This article is mentioned in:

Introduction

Non-small cell lung cancer (NSCLC) is the leading cause of lung cancer-associated mortality (1). It has been reported that NSCLC constitutes nearly 90% of lung cancer (2). Since the majority of patients diagnosed with NSCLC are in an advanced stage, the therapeutic outcomes for NSCLC are not optimal (3). The use of chemotherapy has enhanced the treatment of NSCLC over the past 50 years (4). In particular, platinum-based chemotherapy, which is associated with improved survival, is currently the standard therapeutic treatment for patients with advanced NSCLC (5). However, a number of patients with NSCLC develop resistance to platinum-based chemotherapy, resulting in unsatisfactory treatment outcomes. It has also been reported that a number of molecules have anti-cancer effects on NSCLC, while few patients have advanced sites that are accessible via relatively non-invasive biopsy procedures (6). Therefore, it is necessary to develop novel chemotherapeutic drugs for the treatment of NSCLC.

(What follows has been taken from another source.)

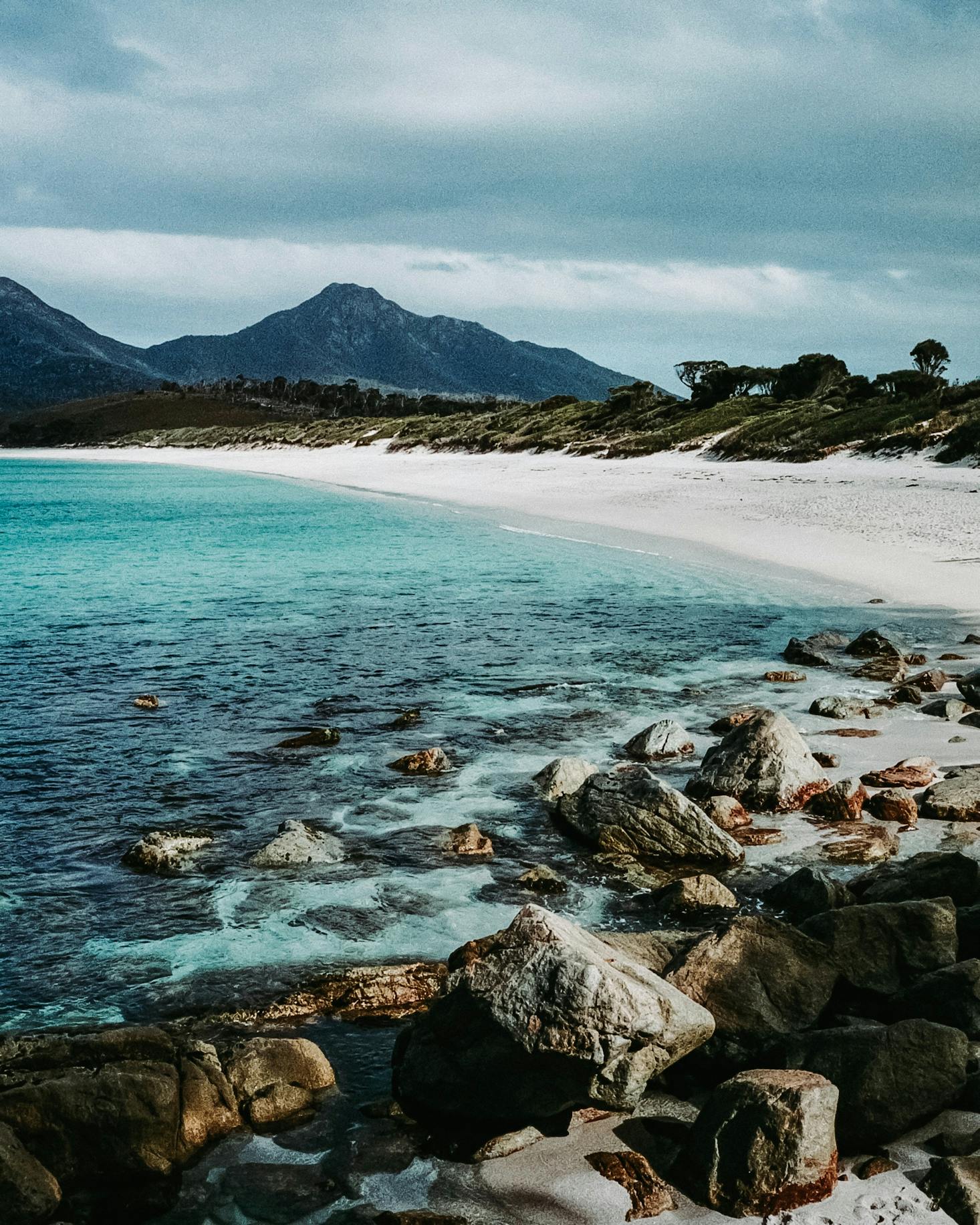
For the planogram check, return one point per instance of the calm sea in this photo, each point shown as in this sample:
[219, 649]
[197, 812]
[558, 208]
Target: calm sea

Methylxanthine (MX) is a naturally occurring compound in animals and plants (7,8). As reported in previous studies, MX may prevent the proliferation of a number of tumor cells, including oral cancer (9), breast cancer (10) and lung cancer (11,12). In addition, it has been demonstrated that caffeine, a class of MX, blocks the proliferation of hepatocellular carcinoma and pancreatic cancer cell lines by inhibiting the phosphoinositide 3-kinase (PI3K)/RAC-α serine/threonine-protein kinase (AKT) pathway (13). Similarly, theophylline, another MX derivative, possesses the capacity to inhibit the proliferation and migration of melanoma cancer cells (14). Diprophylline (DPL), known as a novel MX derivative with fewer adverse effects, is usually employed for relieving the clinical symptoms of and preventing bronchial asthma or other respiratory diseases (15,16). In previous studies, there have been limited reports on the role of DPL in the treatment of cancer, particularly NSCLC (17). Therefore, it may be beneficial to investigate the ability of DPL to inhibit the cell proliferation and migration of A549 cells.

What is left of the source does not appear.